By Gary D. Robertson

Associated Press

RALEIGH — North Carolina Gov. Roy Cooper’s administration made perhaps its most promising pitch yet to legislators on Tuesday to expand Medicaid, with a key health regulator calling it more advantageous than ever to cover hundreds of thousands of additional low-income adults.

Addressing a House-Senate committee  created specifically to study expansion, state Medicaid director Dave Richard said a surge in traditional Medicaid enrollment during the coronavirus pandemic and a fiscal sweetener from Washington make taking the step even more appealing.

“We come to you and say that we think Medicaid expansion is a really good deal for North Carolina and that it’s a good deal for a lot of reasons,” Richard told lawmakers. “It just makes great sense to improve the health of North Carolina citizens.”

The study committee, which began meeting last month, formed as a result of budget negotiations last fall between Republican legislative leaders and the Democratic governor, a longtime expansion advocate. North Carolina is among a dozen states that haven’t expanded Medicaid under the 2010 federal health care law.

The GOP-controlled legislature would have to formally vote to permit expansion. Senate leader Phil Berger, who for years opposed expansion, is now open to it. Many House Republicans remain skeptical, and would have to be persuaded that covering an even-larger percentage of state residents with government health care is wise. GOP Rep. Donny Lambeth, a committee co-chairman, has said a package of health care access initiatives from the committee could come up for a General Assembly vote in September or October.

Other speakers Tuesday made presentations that linked expansion to increased health care industry employment and patient diagnoses and treatment, as well as improved rural communities, where uninsured rates are high.

Reducing “the coverage gap will improve the quality of life of rural North Carolinians in the communities that they call home,” said Patrick Woodie, president of the North Carolina Rural Center.

About 2.7 million North Carolina residents are now enrolled in Medicaid, the health care program for poor children and their parents and elderly low-income residents. That number has grown by over 500,000 alone since the pandemic began, in part because recipients who would be removed over time have remained on the rolls because of the COVID-19 emergency, according to Richard’s presentation.
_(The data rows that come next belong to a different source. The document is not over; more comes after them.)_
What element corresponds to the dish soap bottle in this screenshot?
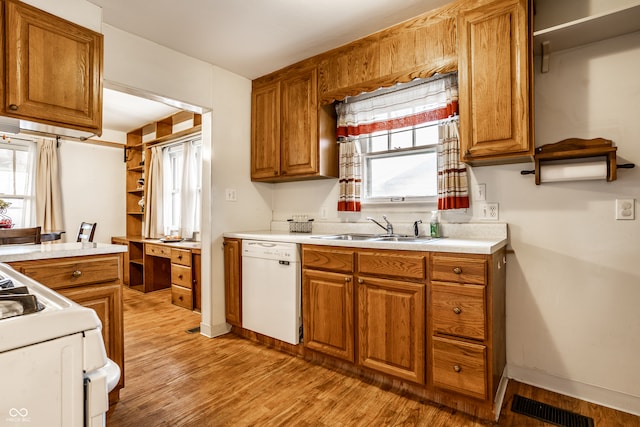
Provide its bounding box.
[429,211,440,237]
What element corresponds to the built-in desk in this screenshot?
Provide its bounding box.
[111,237,201,311]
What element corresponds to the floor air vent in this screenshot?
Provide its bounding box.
[511,394,593,427]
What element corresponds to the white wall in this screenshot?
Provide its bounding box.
[58,140,126,243]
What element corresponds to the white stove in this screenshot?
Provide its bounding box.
[0,263,120,427]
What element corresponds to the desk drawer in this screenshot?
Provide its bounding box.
[144,243,171,258]
[21,257,120,289]
[171,264,193,289]
[171,248,191,267]
[171,285,193,310]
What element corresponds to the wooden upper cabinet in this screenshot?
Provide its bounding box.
[3,0,103,134]
[251,81,280,181]
[458,0,534,164]
[251,67,338,182]
[280,68,318,176]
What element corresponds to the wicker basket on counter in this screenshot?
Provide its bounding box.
[289,219,313,233]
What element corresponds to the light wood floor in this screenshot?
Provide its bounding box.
[107,288,640,427]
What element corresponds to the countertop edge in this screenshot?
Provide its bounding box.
[0,243,127,263]
[223,230,508,255]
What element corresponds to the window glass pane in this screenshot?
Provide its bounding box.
[416,125,438,146]
[365,150,438,198]
[391,127,413,150]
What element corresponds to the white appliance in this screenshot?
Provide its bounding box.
[0,263,120,427]
[242,240,302,345]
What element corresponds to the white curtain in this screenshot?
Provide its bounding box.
[180,141,200,238]
[35,139,64,233]
[142,147,164,239]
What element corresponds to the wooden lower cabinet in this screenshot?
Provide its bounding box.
[302,269,355,363]
[358,277,425,384]
[223,238,242,327]
[9,253,124,403]
[302,245,506,419]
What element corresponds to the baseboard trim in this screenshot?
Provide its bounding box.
[200,323,231,338]
[507,365,640,416]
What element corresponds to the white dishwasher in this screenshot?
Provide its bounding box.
[242,240,302,345]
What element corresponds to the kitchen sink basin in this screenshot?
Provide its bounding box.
[313,233,432,242]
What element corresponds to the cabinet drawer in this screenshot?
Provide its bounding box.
[144,243,171,258]
[358,251,427,281]
[22,258,120,289]
[171,264,193,289]
[431,282,486,340]
[171,285,193,310]
[302,246,353,273]
[431,255,487,285]
[171,248,191,267]
[432,337,487,399]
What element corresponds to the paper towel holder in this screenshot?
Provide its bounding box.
[520,138,635,185]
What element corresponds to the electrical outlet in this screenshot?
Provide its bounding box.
[616,199,636,219]
[224,188,238,202]
[478,202,500,221]
[475,184,487,202]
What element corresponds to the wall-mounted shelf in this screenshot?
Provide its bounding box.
[533,4,640,73]
[520,138,635,185]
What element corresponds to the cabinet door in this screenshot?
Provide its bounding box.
[302,269,355,363]
[280,68,318,176]
[3,1,103,134]
[358,277,425,384]
[251,81,280,180]
[224,239,242,326]
[58,282,124,394]
[458,0,533,164]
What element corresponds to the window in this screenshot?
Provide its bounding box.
[163,138,202,237]
[360,123,438,203]
[0,139,35,227]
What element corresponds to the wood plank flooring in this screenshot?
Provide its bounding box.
[107,288,640,427]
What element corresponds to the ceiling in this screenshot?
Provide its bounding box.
[97,0,451,132]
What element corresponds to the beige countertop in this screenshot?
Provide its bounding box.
[223,224,508,254]
[0,242,127,262]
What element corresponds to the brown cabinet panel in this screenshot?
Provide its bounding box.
[302,269,355,362]
[431,254,487,285]
[3,0,103,134]
[22,257,120,289]
[251,82,280,180]
[432,337,487,399]
[358,277,425,384]
[458,0,533,164]
[302,245,355,273]
[280,68,318,176]
[223,239,242,326]
[357,251,427,281]
[431,282,487,340]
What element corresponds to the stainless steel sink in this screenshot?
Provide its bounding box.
[312,233,381,240]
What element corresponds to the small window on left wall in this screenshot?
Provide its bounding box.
[0,138,36,227]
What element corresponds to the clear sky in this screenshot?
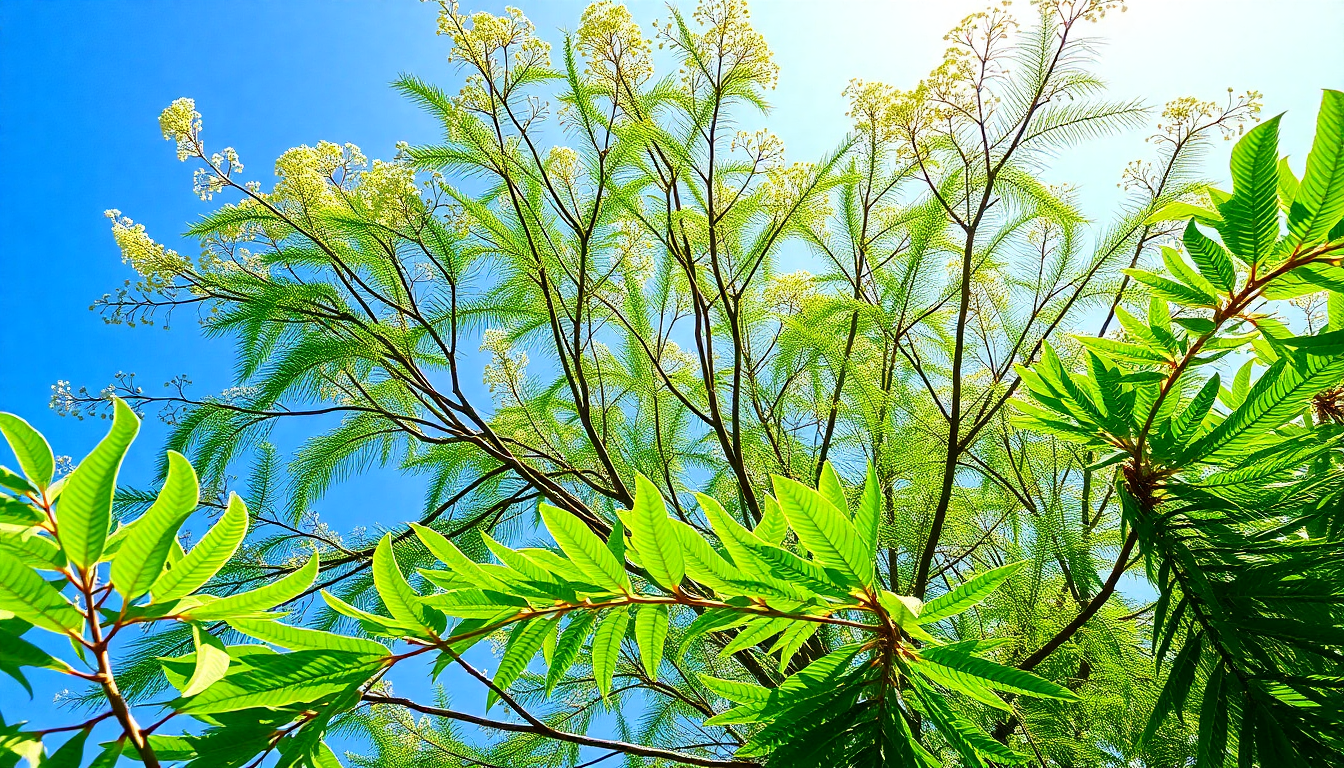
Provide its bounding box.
[0,0,1344,758]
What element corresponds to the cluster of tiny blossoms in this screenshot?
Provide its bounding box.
[438,0,551,74]
[732,129,784,168]
[761,270,817,316]
[1032,0,1128,23]
[103,208,191,291]
[574,0,653,94]
[481,328,528,393]
[656,0,780,90]
[271,141,367,207]
[159,98,200,160]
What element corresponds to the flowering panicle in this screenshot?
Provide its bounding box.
[159,98,202,160]
[574,0,653,100]
[657,0,780,96]
[103,208,191,291]
[481,328,528,397]
[731,129,784,169]
[271,141,367,207]
[438,0,551,82]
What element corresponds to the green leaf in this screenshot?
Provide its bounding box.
[540,504,630,593]
[853,463,882,562]
[1073,336,1171,366]
[1218,116,1282,264]
[591,605,630,701]
[226,619,390,656]
[913,678,1028,767]
[1124,269,1218,307]
[184,551,319,621]
[56,398,140,569]
[321,589,421,638]
[546,611,597,697]
[181,624,228,698]
[719,617,794,658]
[751,494,789,545]
[1161,245,1219,298]
[634,605,668,681]
[42,728,90,768]
[914,647,1078,701]
[1288,89,1344,246]
[1183,355,1344,461]
[0,551,85,635]
[0,413,56,491]
[626,475,685,592]
[172,651,383,714]
[149,494,247,604]
[1183,222,1236,293]
[817,461,849,516]
[773,475,874,586]
[0,523,66,570]
[485,617,555,709]
[370,534,434,638]
[1144,200,1223,225]
[919,561,1027,624]
[411,523,505,589]
[0,496,47,527]
[112,451,200,601]
[1195,659,1227,768]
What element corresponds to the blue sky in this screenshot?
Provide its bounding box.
[0,0,1344,758]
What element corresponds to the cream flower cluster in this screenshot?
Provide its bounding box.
[274,141,367,206]
[481,328,528,393]
[732,129,784,168]
[355,160,419,227]
[103,208,191,291]
[438,0,551,73]
[574,0,653,94]
[159,98,200,160]
[761,270,817,315]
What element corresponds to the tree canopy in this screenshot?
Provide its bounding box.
[0,0,1344,768]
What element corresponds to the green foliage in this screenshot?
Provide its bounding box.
[15,1,1344,768]
[1021,91,1344,767]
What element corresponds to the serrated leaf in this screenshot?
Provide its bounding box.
[540,504,630,593]
[184,551,321,621]
[630,475,685,592]
[411,523,504,589]
[1288,89,1344,246]
[42,728,90,768]
[593,605,630,701]
[546,611,597,697]
[370,534,433,638]
[853,464,882,562]
[1122,269,1218,307]
[149,494,247,604]
[919,561,1027,624]
[485,619,554,709]
[226,619,390,656]
[634,605,668,681]
[914,647,1078,701]
[112,451,200,601]
[181,624,228,698]
[0,551,85,633]
[172,651,382,714]
[0,413,56,491]
[773,475,874,586]
[56,398,140,569]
Expansion would cover working adults and others who otherwise would make too much to qualify for traditional Medicaid. While expansion would likely benefit 600,000 residents over two years, about 200,000 people currently on Medicaid during the health emergency could qualify under an expansion, Richard said. Expanding soon would reduce paperwork needed to keep them on Medicaid, he said.

Currently, the federal government pays 73% of the state’s Medicaid costs, with the remainder coming from state tax revenues, monetary assessments on hospitals and other funds. Under the expansion plan, the federal government pays 90%.

The 2021 federal COVID-19 relief law would give North Carolina and other nonexpansion states more money to cover traditional Medicaid patients for two years if they accept expansion. Richard said that would provide $1.5 billion in additional revenues for the state.

An analyst in the General Assembly’s nonpartisan staff said Medicaid expansion would provide a fiscal net positive for state government in the first two years. In the years following, the state would have to locate an additional $500 million to $600 million annually to pay its share, analyst Mark Collins wrote.

Cooper has proposed a plan in which the share would be paid through an existing tax on private Medicaid plans and additional assessments on hospitals. Hospitals benefit from treating Medicaid patients who, without expansion, would be considered charity-care cases.

“This is a program that is financially self-sustaining,” Richard said.

Questions and comments on expansion from Republican committee members focused largely on doctor and nursing shortages the state is facing.

Members from both parties were encouraged about a report on the transition of 1.7 million Medicaid recipients to five managed care plans last summer. Peter Daniel with the North Carolina Association of Health Plans said the five are well-prepared to accept more enrollees should legislators agree to expansion.